According to the latest Kaspersky research, 2022 has experienced a sharp increase in the number of new modifications to malicious mining programmes.
So far this year, 215,843 new miners have appeared and have taken over computers.
Remaining hidden for months, cybercriminals use the processing power of the victim’s computer to mine cryptocurrency, with an income reaching up to $40,500 (2 BTC) per month.
The research indicates that Q3 ’22 saw a sharp increase in crypto miner variants; a 230 per cent increase from Q3 ’21’s 46,097 figure.
The research recognises crypto mining as a profitable venture; especially if used maliciously. Cybercriminals don’t pay for equipment or for electricity, both being rather costly in 2022.
They install mining software on the victim’s computer to use its processing power without the user’s consent; without requiring specialist technical expertise.
All the attacker needs to know is how to create a miner using open-source code, or where to buy one. Once successfully installed, cryptomining malware provides its operator with a steady stream of earnings.
The most popular cryptocurrency for malicious mining
Forty-eight per cent of the analysed samples of malicious mining software secretly mine Monero (XMR) currency via the victim’s computer.
This currency supports advanced technologies that anonymise transaction data to achieve maximum privacy. Those monitoring it cannot decipher addresses trading Monero, transaction amounts, balances or transaction histories; all extremely appealing factors to cybercriminals.
Regarding the world’s most widely used cryptocurrency, Bitcoin wallets used in illicit mining accumulated around $1,500 in Bitcoin every month. The research recorded an incoming transaction of 2 BTC, which is more than $40,500, per one analysed wallet.
Most frequently, attackers distribute miners through malicious files masquerading as pirated content. Films, music, games and software were all found to be popular outlets to achieve this.

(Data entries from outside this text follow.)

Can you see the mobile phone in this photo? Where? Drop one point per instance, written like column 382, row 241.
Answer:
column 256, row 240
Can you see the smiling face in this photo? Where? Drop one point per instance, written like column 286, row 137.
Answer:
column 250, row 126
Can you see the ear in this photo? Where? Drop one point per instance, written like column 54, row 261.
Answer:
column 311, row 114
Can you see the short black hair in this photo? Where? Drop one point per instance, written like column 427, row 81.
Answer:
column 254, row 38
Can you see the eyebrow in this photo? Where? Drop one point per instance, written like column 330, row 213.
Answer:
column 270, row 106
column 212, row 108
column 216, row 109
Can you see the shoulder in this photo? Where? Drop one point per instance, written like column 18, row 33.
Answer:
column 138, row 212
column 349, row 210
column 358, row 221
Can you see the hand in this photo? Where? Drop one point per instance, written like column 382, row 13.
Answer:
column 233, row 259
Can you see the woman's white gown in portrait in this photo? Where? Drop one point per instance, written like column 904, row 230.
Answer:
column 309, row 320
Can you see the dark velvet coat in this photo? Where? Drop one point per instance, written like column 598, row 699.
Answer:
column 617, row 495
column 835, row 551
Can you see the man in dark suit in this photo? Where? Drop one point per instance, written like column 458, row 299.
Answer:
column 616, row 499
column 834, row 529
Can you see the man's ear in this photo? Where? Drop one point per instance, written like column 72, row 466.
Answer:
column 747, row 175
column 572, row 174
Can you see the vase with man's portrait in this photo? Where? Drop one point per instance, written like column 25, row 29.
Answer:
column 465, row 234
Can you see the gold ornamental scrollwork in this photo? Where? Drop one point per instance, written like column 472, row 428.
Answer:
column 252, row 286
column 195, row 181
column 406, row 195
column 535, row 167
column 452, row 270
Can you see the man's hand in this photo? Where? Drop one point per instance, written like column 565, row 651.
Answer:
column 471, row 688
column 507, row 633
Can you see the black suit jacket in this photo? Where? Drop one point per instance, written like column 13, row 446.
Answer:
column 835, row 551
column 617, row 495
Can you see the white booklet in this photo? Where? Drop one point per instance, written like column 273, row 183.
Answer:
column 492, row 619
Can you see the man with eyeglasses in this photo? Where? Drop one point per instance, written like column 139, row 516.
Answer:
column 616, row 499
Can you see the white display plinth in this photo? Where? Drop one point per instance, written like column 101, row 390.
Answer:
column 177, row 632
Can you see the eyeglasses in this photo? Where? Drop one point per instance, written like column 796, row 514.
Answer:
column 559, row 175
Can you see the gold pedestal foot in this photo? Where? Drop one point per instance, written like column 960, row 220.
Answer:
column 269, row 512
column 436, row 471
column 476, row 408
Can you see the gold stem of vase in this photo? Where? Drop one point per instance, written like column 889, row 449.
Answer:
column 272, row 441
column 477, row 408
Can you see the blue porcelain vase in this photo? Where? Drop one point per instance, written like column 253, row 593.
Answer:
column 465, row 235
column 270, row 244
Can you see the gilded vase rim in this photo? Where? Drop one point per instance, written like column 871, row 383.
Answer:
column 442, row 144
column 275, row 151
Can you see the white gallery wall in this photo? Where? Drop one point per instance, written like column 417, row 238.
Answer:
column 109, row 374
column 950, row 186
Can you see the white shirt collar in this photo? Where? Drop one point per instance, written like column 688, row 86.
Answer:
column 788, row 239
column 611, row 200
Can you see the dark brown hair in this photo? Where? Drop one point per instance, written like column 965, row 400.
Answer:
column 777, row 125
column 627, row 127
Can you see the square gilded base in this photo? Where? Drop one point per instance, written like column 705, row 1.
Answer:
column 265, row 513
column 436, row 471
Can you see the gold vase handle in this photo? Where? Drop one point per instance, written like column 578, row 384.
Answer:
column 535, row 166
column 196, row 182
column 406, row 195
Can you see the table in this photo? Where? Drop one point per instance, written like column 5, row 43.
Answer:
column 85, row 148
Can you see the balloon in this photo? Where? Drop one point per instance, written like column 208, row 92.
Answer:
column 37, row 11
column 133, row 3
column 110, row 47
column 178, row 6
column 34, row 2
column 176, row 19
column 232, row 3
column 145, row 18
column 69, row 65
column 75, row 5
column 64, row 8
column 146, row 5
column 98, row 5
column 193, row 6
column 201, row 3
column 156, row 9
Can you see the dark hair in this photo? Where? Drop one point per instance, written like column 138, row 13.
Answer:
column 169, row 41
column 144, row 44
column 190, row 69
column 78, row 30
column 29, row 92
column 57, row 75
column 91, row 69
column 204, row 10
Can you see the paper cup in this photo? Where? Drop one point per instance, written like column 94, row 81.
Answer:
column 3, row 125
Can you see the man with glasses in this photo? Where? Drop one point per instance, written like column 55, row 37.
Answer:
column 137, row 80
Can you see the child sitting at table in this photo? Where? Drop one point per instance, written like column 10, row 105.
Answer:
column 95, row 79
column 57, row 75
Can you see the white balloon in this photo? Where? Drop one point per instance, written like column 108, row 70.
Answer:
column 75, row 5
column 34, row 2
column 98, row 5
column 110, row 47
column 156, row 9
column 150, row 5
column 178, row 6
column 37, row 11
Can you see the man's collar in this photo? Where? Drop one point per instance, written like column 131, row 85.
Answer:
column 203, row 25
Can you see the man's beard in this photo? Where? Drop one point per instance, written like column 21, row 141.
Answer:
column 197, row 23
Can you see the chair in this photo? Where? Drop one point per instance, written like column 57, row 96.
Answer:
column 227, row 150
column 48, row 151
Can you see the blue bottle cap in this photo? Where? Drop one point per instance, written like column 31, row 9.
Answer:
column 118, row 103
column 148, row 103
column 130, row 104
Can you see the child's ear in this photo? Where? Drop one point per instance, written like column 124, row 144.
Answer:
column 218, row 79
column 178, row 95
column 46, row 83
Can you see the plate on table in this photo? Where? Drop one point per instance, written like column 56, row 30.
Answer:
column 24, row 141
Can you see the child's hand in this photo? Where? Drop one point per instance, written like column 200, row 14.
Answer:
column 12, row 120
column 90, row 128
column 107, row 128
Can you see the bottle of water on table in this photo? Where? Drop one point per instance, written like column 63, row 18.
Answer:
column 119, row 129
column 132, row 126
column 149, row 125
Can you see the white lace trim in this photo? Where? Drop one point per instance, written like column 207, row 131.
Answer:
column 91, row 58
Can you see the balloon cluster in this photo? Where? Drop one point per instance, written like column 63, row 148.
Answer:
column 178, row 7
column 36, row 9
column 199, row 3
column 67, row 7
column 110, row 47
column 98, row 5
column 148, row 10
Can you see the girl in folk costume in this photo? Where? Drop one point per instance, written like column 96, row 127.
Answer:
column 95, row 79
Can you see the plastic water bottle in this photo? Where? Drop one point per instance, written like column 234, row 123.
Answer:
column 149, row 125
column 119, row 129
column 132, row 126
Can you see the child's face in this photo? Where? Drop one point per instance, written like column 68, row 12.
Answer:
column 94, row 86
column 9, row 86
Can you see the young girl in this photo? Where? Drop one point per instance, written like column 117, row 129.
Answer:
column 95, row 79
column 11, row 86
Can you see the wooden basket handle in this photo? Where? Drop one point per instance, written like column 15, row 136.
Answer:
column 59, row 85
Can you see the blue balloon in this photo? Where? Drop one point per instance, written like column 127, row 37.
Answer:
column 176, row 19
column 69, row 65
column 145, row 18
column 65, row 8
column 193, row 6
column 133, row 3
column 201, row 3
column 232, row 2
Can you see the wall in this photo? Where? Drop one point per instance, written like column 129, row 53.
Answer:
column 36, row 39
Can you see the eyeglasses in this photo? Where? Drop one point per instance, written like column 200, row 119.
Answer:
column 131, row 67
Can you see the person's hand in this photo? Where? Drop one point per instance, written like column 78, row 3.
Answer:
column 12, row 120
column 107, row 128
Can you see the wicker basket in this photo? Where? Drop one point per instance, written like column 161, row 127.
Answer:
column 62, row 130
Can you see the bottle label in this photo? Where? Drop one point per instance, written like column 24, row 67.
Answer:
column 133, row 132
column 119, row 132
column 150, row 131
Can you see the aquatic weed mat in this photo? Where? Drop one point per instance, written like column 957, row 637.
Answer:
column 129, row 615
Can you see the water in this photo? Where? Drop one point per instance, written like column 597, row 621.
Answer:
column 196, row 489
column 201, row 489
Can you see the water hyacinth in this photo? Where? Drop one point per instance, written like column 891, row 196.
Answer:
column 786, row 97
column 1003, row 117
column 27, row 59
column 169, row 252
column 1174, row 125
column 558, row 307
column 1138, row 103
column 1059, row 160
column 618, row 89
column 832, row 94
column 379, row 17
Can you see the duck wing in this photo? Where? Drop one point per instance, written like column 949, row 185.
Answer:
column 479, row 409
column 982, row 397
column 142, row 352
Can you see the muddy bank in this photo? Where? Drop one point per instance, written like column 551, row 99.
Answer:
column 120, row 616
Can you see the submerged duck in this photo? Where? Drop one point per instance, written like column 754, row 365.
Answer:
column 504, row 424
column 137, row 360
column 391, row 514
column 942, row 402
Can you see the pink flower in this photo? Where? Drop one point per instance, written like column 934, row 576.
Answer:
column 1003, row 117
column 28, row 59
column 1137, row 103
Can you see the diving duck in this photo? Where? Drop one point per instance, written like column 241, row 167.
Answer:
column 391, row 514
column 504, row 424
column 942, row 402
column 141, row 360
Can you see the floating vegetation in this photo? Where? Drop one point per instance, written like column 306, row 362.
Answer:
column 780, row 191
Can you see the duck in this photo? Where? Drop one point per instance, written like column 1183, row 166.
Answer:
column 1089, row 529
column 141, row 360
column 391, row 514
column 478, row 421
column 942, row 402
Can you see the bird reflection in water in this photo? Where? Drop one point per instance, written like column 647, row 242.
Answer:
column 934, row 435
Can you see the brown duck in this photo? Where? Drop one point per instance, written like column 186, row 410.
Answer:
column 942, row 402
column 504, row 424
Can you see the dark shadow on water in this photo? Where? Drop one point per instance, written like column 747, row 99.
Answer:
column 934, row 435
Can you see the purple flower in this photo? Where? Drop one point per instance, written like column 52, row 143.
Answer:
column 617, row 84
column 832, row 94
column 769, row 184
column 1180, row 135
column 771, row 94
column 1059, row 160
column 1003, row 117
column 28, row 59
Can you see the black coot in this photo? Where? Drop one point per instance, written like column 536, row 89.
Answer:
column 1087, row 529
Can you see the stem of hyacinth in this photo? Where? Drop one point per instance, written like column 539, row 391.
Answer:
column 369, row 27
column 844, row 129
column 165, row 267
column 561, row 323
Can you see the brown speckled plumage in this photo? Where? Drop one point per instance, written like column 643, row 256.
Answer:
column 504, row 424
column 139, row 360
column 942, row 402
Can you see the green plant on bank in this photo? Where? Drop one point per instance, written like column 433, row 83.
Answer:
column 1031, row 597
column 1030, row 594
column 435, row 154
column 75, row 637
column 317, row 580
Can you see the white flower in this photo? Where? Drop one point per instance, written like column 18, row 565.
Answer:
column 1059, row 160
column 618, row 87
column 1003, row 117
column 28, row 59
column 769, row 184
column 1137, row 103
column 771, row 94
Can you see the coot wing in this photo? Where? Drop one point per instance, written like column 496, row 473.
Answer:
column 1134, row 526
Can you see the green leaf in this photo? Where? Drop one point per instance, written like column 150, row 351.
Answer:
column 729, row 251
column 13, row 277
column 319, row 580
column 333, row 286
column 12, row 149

At the same time, unpatched vulnerabilities pose a challenge to users while being an appealing lure for cybercriminals who exploit them to spread miners.
Kaspersky telemetry shows that nearly every sixth vulnerability exploiting attack was accompanied by a miner infection. In Q3, miners became even more widespread than backdoors, which were the prime choice of cybercriminals throughout the first half of 2022.
“Although these are not the best days for the cryptocurrency industry, the topic of cryptocurrency has been in the spotlight throughout the year,” comments Kaspersky’s Andrey Ivanov.
Ivanov is unsurprised that malicious actors would want to profit from these trends.
“The silver lining is that while the number of threats is rising, there are no dramatic changes in the number of users that encounter miners,” he continues.
“That is why it is extremely important to raise awareness about the first signs that malware is being downloaded onto your computer.
“It is also necessary to install a reliable security solution that will prevent attacks at an early stage.”